Combating food insecurity requires Indigenous-led solutions that are specific to each community’s needs, said Deyowidron’t Teri Morrow, a dietitian at Six Nations of the Grand River in southwestern Ontario.
Morrow, who was not involved in the study, pointed to food shortages in grocery stores during the COVID-19 pandemic lockdown as an example of how her First Nation was able to create their own food security.
“We could still go out and hunt and fish,” she said, adding that they also picked wild leeks and fiddleheads.
“We were shipping them within the community here because people couldn’t get to the grocery store,” said Morrow, who also chairs the Dietitians of Canada Indigenous Nutrition Knowledge Information Network.
Programs that re-establish traditional foods within Indigenous communities are one way of fighting food insecurity, Banerji said. Other examples of success stories include community greenhouses and community freezers.
Banerji and her co-authors are calling for more government support for these types of initiatives, as well as school-based nutrition programs in all Indigenous communities to ensure kids get at least one healthy meal a day.
“Indigenous Peoples must have access to healthy and affordable food and our government is taking the steps necessary to close long-standing socioeconomic gaps,” said an emailed response from Zeus Eden, press secretary to Minister of Indigenous Services Patty Hajdu, on Thursday.

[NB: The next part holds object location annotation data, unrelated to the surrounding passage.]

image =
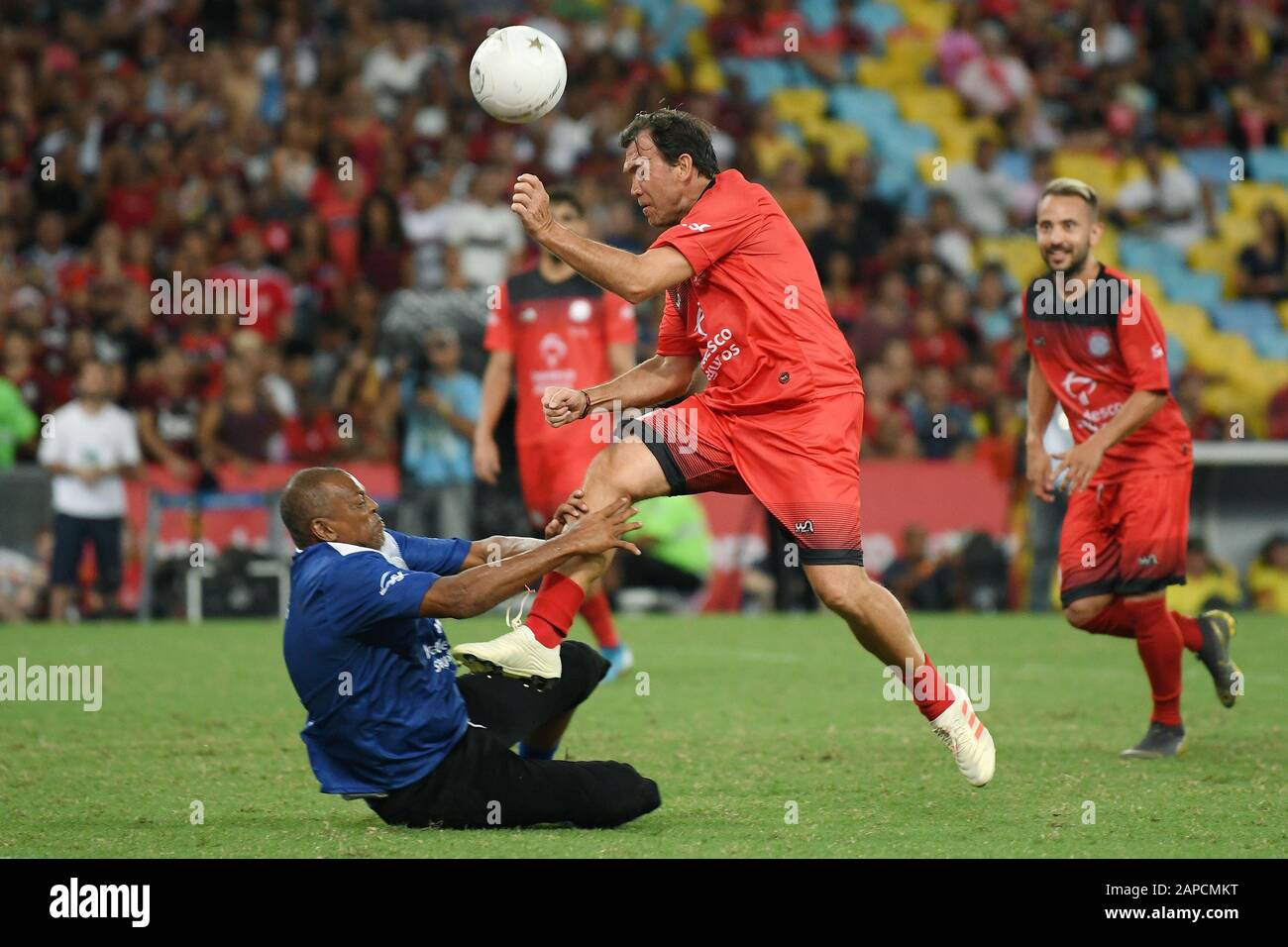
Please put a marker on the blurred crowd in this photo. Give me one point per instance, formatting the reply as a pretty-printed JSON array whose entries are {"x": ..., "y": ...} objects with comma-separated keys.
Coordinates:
[{"x": 331, "y": 151}]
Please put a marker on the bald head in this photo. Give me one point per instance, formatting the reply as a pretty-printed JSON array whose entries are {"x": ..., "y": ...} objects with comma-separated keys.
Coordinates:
[{"x": 326, "y": 504}]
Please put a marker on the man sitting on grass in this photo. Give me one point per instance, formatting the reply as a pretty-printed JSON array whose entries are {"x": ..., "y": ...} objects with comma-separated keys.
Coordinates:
[{"x": 387, "y": 720}]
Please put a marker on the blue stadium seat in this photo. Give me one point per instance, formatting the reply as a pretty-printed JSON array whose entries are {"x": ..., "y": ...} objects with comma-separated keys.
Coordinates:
[
  {"x": 1186, "y": 286},
  {"x": 1147, "y": 256},
  {"x": 1176, "y": 357},
  {"x": 1211, "y": 165},
  {"x": 1269, "y": 163},
  {"x": 763, "y": 76},
  {"x": 902, "y": 141},
  {"x": 879, "y": 20},
  {"x": 1014, "y": 165},
  {"x": 1244, "y": 316},
  {"x": 819, "y": 14},
  {"x": 1273, "y": 344},
  {"x": 862, "y": 106}
]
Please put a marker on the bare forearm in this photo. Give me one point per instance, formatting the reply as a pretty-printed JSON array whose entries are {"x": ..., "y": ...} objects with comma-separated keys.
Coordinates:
[
  {"x": 496, "y": 388},
  {"x": 648, "y": 382},
  {"x": 604, "y": 265},
  {"x": 1134, "y": 411}
]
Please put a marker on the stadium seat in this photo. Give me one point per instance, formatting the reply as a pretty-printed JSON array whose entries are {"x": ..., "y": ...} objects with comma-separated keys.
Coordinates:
[
  {"x": 859, "y": 106},
  {"x": 1210, "y": 165},
  {"x": 879, "y": 20},
  {"x": 1186, "y": 286},
  {"x": 1244, "y": 316}
]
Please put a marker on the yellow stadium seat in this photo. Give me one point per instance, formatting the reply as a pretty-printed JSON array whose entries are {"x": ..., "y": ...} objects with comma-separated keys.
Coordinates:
[
  {"x": 1018, "y": 256},
  {"x": 1247, "y": 197},
  {"x": 699, "y": 47},
  {"x": 927, "y": 103},
  {"x": 797, "y": 105},
  {"x": 707, "y": 76},
  {"x": 889, "y": 73},
  {"x": 1094, "y": 169}
]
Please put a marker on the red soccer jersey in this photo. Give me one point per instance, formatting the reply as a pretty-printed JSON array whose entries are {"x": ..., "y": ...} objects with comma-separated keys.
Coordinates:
[
  {"x": 559, "y": 334},
  {"x": 754, "y": 311},
  {"x": 1094, "y": 352}
]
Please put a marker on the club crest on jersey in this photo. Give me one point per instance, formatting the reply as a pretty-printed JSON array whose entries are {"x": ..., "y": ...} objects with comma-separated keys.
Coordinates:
[
  {"x": 1078, "y": 386},
  {"x": 553, "y": 350}
]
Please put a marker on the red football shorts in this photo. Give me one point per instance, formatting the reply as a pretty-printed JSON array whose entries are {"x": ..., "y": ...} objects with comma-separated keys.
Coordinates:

“We know that affordability is a top concern for all Canadians, especially those in remote, rural and Indigenous communities who face a higher cost of living,” Eden said.
He pointed to recently announced funding of $120 million for 24 regional Indigenous governments “to further support traditional hunting, harvesting, and food sharing activities,” as well as income assistance of “approximately $300 per month to address urgent financial needs” for more than 100,000 people in First Nations communities.
The federal government is also working on developing a national school food policy “over the next few years,” the statement said.
“We will continue to work with all levels of government and across departments to address food insecurity, reduce poverty, and promote economic reconciliation,” it said.